Happy April Festivities, dear Birders! I’m taking a break from apple peeling for my Apple Matzoh Kugel, because I realized I hadn’t yet recounted my latest encounter with birdful predators! Before I started birding somewhat-regularly, I always thought of birds as cute, gentle creatures, harbingers of love and all things sweet. But let me tell you — the real Bird World is nothing like that!

Last week we headed out to Kipling Spit in search of waterfowl (obviously) and Snowy owls (less obviously), saw lots of the former and none of the latter (as is expected this time of year), and on our way back to the car, I spotted a grey bird sitting on a branch staring at me. The bird was intrepid, its bill slightly hooked, and I swore it looked right through me. I asked my fearless leader to ID the bird and he immediately said Mockingbird (Mimus polyglottus)

But since I’ve been staring at this particular Mockingbird by Roger Tory Peterson for the entire month of March (for those of you who are new readers, I opted for a Peterson calendar instead of a Sibley this year; who knows what sort of adventures next year will bring), I knew the bird in question was no mockingbird.
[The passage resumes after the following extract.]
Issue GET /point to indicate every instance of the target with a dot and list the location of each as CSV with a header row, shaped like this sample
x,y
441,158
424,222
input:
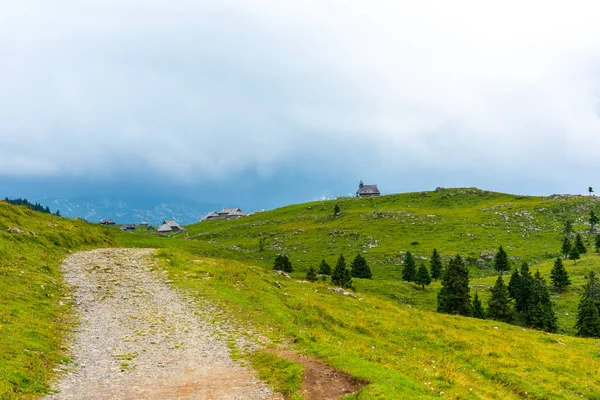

I couldn’t prove it, mind you, but I justknew. The bird had less of a tail on it and it was smaller.

You know what, dearest Avian enthusiasts? I was right! This was no mockingbird — it was actually a NORTHERN SHRIKE (Lanius excubitor)!

I think the Northern Shrike is the only predatory songbird! Legend has it that he likes to impale his victims on thorns, and from the nervous tremor on the robins nearby, I take it his victims are numerous. I like the sinister black line the extends past his eyes — like he’s wearing those sleek Ray Ban shades — but I wouldn’t want to get on his bad side.

We left Kipling spit thrilled with our sighting and headed for some other park in the pouring rain to look for owl nests. Once we got there and it started raining even harder, my interest in owls was rapidly waning, while my interest in coffee was growing exponentially. So it goes. Instead of owls, we came across a Cooper’s Hawk (Accipiter cooperii) sitting atop a branch, eagerly awaiting the slightest bird movement that would warrant a fatal pounce (and, for the Hawk, delicious lunch). We didn’t see him swoop down and devour anything (nor did we see any baby owls around, ahem…), but he looked fierce.

(Our fearless leader claimed to see that blood-thirsty red eye. Thankfully, I was spared the sight.) And after the hawk, it was time for coffee and we headed over to Birds and Beans, where I had my usual strange but compelling breakfast cookie, and the day felt wonderful in spite of the hideous weather, grey sky and abundance of birdful violence that was no doubt taking place just around the corner. But so it goes in the Avian Kingdom.

3 Comments leave one →
  1. April 8, 2012 12:02 pm

    Sounds like good birding! And ‘Recent Predators’ would be just about the best title for a poetry collection I’ve ever heard.
    Your accipiter photo is of a Sharp-shinned Hawk. Note the relatively short tail, high crown with a pronounced ‘stop’ to the forehead, and thin tarsi.

  2. May 8, 2012 1:42 am

    An awesome day! Thanks for taking me along. If I ever get my hands on a half decent set of binoculars I could see a new addiction developing.